Now, using your newfound knowledge, explain how to decide, given any polygon, whether you can circumscribe a circle around it.
Annie says: Solutions
The hard part of this problem was actually proving the first part of the question. A number of students stated theorems that showed that the perpendicular bisector of a chord goes through the center of the circle, but I had asked for a proof. The second part showed why you need to draw a lot of pictures - a number of people said that you can circumscribe a circle around any polygon, which certainly isn't the case! You need to draw things besides squares and triangles to really test a question like this.
I had some conversations with people about what constitutes a proof. A couple of folks said that any line through the center of a circle bisects a chord, but it was a little tougher to show it the other way around. While some things are certainly true both ways, not everything is, so it's important to make sure you are going about things in the right direction (for example, all dobermans are dogs, but not all dogs are dobermans).
Following are highlights. The names of all the people who submitted correct solutions and most of the solutions are also available.
Christine Francescani Grade: 10 School: Martin County High SchoolTo begin, I drew chord AC and perpendicularly bisected it with segment FB. Segments AD and DC are congruent. Segment BD is congruent to itself, and therefore triangles ABD and CBD are congruent. Because segments AB and CB are congruent, their chords are congruent. The arcs made by angles ABD and CBD (AF and CF) are congruent because their angles are congruent. Arc BA plus AF equals arc BC plus CF. The arcs BAF and BCF are congruent. Because they cover the entire circumference of the circle, they form two semicircles. Therefore, segment FB, the perpendicular bisector of chord AC, goes through the center of the circle. Since the perpendicular bisector of any chord goes through the center of the circle, a polygon can be circumscribed by a circle only if the perpendicular bisectors of each side of the polygon converge at a single point, or the midpoint of the circle (see figure X). If the bisectors do not converge, the polygon cannot be circumscribed in the circle.

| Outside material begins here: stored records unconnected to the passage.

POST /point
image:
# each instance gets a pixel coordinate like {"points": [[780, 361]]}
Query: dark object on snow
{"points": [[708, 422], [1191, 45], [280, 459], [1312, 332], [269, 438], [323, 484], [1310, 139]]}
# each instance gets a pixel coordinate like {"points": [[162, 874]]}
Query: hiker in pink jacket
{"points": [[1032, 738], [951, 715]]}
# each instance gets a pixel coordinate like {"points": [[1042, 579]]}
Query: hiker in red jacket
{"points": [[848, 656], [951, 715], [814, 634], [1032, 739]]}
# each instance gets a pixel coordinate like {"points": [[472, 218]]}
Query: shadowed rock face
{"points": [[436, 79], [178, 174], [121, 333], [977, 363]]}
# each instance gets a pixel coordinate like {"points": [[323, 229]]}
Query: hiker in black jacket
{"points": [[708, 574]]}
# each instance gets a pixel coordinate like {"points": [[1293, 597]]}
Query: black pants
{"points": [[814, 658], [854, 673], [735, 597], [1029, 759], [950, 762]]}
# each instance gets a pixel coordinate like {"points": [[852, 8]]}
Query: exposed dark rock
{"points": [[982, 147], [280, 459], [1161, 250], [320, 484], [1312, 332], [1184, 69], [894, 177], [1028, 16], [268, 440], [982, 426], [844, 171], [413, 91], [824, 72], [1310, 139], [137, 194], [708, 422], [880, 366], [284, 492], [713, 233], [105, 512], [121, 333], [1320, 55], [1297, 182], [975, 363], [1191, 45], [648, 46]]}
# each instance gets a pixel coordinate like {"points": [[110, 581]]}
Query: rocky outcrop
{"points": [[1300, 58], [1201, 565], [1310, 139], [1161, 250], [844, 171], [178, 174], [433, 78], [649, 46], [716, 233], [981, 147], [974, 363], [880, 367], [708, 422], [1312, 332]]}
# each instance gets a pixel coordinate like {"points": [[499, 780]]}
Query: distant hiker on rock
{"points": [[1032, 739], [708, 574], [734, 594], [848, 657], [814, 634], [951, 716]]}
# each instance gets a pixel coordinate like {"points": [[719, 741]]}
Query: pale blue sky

Christen Bogenrief, 9 Martin County High School Mr. Limber Stuart, Florida To solve the first part of the problem I made a proof. First I drew a circle and labeled it "Q" and drew a chord called PB. Here is my proof: 1) PB is a chord of circle Q A) given 2) PQ and QB are congruent A) they are radii of the same circle so they have to be congruent 3) QE is equal to itself A) reflexive 4) triangle PQB is an isosceles triangle A) ITT 5) The angle bisector of PQB is also the perpendicular bisector of triangle PQB A) the bisector of the vertex angle of an isosceles triangle is perpendicular the base at its midpoint (corollary of ITT) 6) The perpendicular bisector goes through the center of the circle A) vertex is center of the circle The second question was harder but I think I got the answer: no, you can't circumscribe a circle around any polygon. The way you find out if you can is to draw the polygon. You then draw all the perpendicular bisectors of the polygon and if they meet in one place then that place is the center of the circle and you can circumscribe it.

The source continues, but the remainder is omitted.